DUP leader and First Minister Arlene Foster said the guidance was "another small step along the road to innocent victims receiving a pension which they rightly deserve".
“It is right and proper that victim-makers are not able to avail of this pension. It would be wholly wrong for bombers to be awarded a pension,” she added.
Ms Foster said that the block to implementing the scheme was because Sinn Féin Deputy First Minister Michelle O’Neill “has not agreed to designate the Department of Justice to process the pension”.
Sinn Féin argues that the rules of the scheme could be used to block people from a republican background from getting pensions.
Sinn Féin Assembly member Gerry Kelly said the British government proposals were "exclusionary, discriminatory and unacceptable".

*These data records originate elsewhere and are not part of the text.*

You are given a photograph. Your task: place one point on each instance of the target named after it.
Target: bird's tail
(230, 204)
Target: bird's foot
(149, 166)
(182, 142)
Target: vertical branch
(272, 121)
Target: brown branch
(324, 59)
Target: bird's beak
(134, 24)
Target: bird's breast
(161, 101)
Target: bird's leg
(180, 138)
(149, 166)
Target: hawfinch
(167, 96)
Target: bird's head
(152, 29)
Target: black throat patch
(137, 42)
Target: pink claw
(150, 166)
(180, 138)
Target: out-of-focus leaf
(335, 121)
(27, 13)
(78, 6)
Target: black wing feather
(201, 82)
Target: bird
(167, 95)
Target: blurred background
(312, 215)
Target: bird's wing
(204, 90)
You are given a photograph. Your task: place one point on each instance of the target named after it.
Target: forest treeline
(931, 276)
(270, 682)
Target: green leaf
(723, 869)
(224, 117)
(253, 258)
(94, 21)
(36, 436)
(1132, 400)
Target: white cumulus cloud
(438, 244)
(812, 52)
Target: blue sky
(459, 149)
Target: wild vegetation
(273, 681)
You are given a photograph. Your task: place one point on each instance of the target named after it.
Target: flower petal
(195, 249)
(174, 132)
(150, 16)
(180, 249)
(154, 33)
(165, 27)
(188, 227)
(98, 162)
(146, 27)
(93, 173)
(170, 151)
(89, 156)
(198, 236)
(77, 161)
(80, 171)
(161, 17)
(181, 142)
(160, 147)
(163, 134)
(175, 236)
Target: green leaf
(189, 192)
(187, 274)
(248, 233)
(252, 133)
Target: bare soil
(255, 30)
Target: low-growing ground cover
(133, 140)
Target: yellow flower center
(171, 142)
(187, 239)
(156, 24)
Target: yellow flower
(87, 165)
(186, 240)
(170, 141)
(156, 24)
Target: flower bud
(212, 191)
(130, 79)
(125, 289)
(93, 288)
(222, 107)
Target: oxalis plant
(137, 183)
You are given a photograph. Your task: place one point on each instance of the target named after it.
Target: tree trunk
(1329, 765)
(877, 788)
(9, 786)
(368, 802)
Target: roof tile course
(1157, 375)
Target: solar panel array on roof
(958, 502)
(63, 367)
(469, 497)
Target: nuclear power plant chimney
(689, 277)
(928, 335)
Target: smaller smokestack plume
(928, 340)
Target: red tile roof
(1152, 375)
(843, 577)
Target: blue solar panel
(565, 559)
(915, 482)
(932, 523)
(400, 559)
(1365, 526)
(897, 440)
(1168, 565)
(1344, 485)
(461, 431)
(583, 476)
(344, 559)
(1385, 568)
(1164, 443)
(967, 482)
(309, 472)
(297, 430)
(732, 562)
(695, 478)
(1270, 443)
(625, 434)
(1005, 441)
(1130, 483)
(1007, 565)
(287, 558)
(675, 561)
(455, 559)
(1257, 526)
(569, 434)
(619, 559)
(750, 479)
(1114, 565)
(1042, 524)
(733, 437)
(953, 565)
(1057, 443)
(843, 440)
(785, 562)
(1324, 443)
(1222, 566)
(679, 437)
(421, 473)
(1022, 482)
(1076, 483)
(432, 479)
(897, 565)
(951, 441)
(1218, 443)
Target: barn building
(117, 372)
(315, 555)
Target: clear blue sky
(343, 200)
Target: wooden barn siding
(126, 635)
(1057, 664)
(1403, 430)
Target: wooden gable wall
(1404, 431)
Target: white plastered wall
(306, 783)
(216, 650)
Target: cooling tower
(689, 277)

“What the British government are putting forward in this guidance document would create a hierarchy of victims which would exclude many, particularly those from within the nationalist and republican community,” he said.
“The victims’ pension scheme cannot be exclusionary. The hurt and pain of all victims is the same,” he said.
Mr Kelly added, “This is a further indication of the British government attempting to abandon the agreements on legacy in the (2014) Stormont House Agreement, agreed by the two governments and all the political parties. They focus instead on protecting and covering up the role of [British] state forces in the conflict, regardless of the needs of victims.”